The 2016-17 report also showed:
- obesity prevalence for children living in the most deprived6 areas was more than double that of those living in the least deprived areas. Reception age ranged from 5.8 per cent in the least deprived to 12.7 per cent in the most deprived and in year 6 this ranged from 11.4 per cent to 26.3 per cent
- the difference in obesity prevalence7 between children attending schools in the most and least deprived areas has also increased over time. In 2016-17 the difference for reception was 6.0 percentage points, compared to 4.5 percentage points in 2006-07. The equivalent figures for year 6 were 13.4 percentage points in 2016-17 against 8.5 percentage points in 2006-07. In year 6 this deprivation gap has grown more quickly for boys than girls
- obesity prevalence was higher for boys in both age groups. In reception, 10.0 per cent of boys and 9.2 per cent of girls were classified as obese. In year 6, this was 21.8 per cent of boys and 18.1 per cent of girls respectively
- the prevalence of underweight children was higher for boys in reception (1.2 per cent compared to 0.7 per cent for girls) but higher for girls in year 6 (1.5 per cent compared to 1.2 per cent for boys).
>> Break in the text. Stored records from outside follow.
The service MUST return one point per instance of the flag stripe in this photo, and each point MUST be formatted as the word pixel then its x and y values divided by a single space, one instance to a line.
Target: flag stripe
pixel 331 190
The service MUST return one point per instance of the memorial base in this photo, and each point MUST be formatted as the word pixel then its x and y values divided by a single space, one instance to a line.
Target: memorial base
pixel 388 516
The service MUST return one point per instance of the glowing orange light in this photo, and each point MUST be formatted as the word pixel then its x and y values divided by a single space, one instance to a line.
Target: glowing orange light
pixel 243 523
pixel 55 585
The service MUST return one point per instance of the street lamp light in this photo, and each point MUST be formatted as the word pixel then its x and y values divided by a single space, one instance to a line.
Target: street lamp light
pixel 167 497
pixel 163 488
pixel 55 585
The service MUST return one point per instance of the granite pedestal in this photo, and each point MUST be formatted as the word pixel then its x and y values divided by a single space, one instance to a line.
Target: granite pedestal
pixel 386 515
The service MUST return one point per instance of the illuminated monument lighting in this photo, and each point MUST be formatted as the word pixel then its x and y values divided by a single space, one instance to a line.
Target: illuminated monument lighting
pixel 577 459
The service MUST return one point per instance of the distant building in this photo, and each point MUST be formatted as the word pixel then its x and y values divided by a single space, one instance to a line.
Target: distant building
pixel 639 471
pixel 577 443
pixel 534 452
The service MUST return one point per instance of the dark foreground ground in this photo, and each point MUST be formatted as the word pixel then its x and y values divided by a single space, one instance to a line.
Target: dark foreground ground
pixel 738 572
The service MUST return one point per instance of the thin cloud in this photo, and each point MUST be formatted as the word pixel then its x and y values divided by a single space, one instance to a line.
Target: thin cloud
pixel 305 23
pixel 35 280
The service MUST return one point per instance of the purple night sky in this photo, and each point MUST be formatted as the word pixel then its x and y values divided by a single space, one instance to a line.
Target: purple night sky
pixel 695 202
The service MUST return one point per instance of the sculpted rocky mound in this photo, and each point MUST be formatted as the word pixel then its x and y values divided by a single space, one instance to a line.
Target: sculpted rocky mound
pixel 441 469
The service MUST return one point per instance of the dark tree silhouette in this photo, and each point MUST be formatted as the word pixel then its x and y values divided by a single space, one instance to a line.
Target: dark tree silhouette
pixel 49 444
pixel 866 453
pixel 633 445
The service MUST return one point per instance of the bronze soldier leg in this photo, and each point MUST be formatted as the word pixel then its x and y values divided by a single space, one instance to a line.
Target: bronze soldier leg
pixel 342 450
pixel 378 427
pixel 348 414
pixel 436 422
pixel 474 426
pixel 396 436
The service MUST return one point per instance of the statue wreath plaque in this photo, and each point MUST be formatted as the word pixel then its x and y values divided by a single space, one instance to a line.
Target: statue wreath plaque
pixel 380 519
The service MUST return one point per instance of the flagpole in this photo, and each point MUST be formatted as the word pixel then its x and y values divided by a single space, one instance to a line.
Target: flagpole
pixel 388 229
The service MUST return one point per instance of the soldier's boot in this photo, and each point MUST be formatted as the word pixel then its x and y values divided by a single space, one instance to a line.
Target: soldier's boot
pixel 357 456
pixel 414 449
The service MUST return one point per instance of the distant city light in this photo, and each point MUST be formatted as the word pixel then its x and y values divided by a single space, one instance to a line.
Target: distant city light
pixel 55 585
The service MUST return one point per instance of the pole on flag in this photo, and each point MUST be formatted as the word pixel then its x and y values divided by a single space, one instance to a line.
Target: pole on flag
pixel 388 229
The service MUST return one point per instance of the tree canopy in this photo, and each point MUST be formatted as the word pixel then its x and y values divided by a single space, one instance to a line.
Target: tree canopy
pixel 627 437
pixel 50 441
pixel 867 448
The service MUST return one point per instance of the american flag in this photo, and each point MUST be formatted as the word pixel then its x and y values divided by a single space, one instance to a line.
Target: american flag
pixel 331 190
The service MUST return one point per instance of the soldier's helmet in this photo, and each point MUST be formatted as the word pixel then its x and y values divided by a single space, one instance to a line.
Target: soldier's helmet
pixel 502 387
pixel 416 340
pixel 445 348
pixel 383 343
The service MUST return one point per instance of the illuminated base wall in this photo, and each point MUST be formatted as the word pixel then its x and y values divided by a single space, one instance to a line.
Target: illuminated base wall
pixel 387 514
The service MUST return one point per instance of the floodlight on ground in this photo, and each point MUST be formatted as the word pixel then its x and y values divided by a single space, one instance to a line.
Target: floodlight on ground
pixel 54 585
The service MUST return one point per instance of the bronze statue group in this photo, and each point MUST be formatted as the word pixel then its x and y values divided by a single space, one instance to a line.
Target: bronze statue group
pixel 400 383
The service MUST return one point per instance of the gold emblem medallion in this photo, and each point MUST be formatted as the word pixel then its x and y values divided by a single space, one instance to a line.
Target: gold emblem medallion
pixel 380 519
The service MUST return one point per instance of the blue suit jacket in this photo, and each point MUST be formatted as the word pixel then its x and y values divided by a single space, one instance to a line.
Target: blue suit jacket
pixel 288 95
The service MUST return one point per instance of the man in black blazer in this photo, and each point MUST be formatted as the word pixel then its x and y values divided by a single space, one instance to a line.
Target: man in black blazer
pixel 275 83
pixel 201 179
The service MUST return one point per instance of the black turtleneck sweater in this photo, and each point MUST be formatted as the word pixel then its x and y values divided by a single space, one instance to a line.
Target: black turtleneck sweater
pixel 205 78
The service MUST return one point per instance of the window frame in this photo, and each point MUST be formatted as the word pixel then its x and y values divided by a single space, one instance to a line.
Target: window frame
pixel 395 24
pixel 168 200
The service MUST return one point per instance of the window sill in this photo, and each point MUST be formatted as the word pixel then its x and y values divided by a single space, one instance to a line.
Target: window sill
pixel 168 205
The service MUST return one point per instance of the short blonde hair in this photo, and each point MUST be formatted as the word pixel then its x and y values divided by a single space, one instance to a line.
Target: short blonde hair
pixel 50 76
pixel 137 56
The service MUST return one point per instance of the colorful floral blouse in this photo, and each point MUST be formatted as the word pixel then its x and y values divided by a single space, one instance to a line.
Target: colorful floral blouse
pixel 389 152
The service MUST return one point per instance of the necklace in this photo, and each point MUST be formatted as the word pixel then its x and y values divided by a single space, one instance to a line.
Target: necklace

The proportion of underweight children was also higher in year 6 (1.3 per cent) than in reception (1.0 per cent)
Read the full report at: http://digital.nhs.uk/pubs/ncmpeng1617
Notes to editors
1. NHS Digital is the national information and technology provider for the health and care system. Our team of information analysis, technology and project management experts create, deliver and manage the crucial digital systems, services, products and standards upon which health and care professionals depend. During the 2016/17 financial year, NHS Digital published 292 statistical reports. Our vision is to harness the power of information and technology to make health and care better. Find out more about our role and remit at www.digital.nhs.uk
2. The National Child Measurement Programme, overseen by Public Health England but analysed and reported by NHS Digital, collects height and weight measurements of children in reception (aged 4-5 years) and year 6 (aged 10-11 years) primarily in state-maintained schools in England. Any data collected from independent or special schools are excluded from this analysis. See "Coverage" in appendix B of the full report for more details. We only report on a change where it is statistically significant.
3. There has been a change in measurement since 2015/16 but is not statistically significant, and therefore cannot be counted as a true increase.
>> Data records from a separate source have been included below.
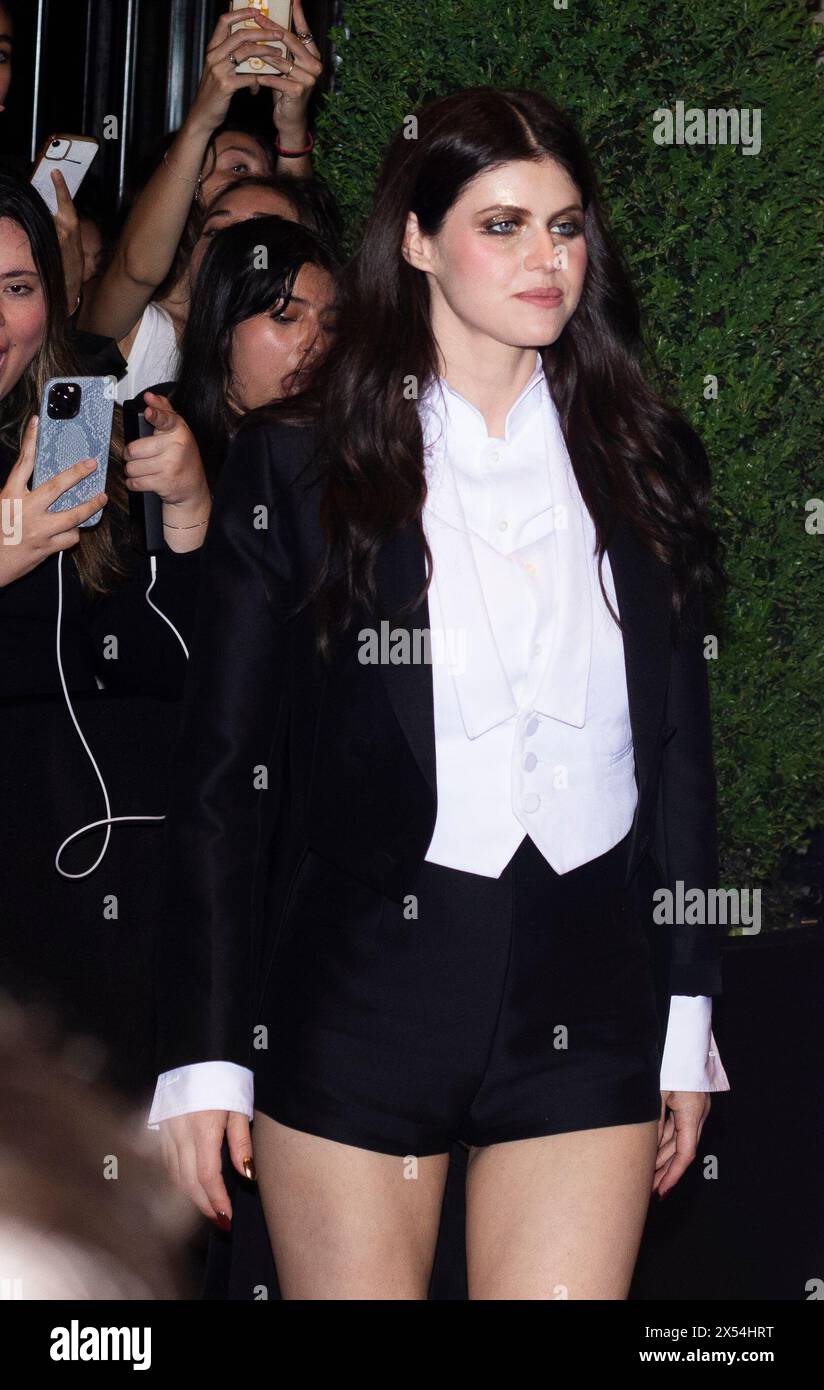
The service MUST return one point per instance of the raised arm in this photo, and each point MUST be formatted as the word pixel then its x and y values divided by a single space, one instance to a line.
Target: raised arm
pixel 146 249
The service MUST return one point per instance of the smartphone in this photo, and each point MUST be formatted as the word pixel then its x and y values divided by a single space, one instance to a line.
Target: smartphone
pixel 277 10
pixel 72 154
pixel 75 423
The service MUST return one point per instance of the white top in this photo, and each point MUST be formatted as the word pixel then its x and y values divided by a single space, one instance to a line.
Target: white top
pixel 154 355
pixel 530 688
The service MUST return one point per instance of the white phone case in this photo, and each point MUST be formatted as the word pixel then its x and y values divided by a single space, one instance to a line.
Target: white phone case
pixel 72 154
pixel 281 13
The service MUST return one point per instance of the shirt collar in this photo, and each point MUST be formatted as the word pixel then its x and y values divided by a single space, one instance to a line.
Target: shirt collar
pixel 441 401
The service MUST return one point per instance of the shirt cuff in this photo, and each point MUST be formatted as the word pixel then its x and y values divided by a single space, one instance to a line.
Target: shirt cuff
pixel 691 1059
pixel 203 1086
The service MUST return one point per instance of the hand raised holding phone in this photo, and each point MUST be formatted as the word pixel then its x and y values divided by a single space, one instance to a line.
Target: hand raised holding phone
pixel 29 533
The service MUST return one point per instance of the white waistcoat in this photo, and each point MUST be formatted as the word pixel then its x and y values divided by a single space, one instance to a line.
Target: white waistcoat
pixel 531 716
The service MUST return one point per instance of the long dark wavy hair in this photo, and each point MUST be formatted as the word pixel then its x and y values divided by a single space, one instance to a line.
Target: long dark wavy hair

4. The National Child Measurement Programme was launched in the 2005/06 academic year and now holds eleven years of reliable data. 2006-07 is the first year that the data are considered to be robust due to the low participation in 2005-06. There was a 95 per cent participation rate in 2016-17.
5. Local authority data reported here are by the upper tier local authority where the child lives. Data are also provided in the report for lower tier local authorities.
6. Deprivation is based on the postcode of the child.
7. Deprivation is based on postcode of the school in this comparison as postcode of the child was of poor quality in the early years of the NCMP.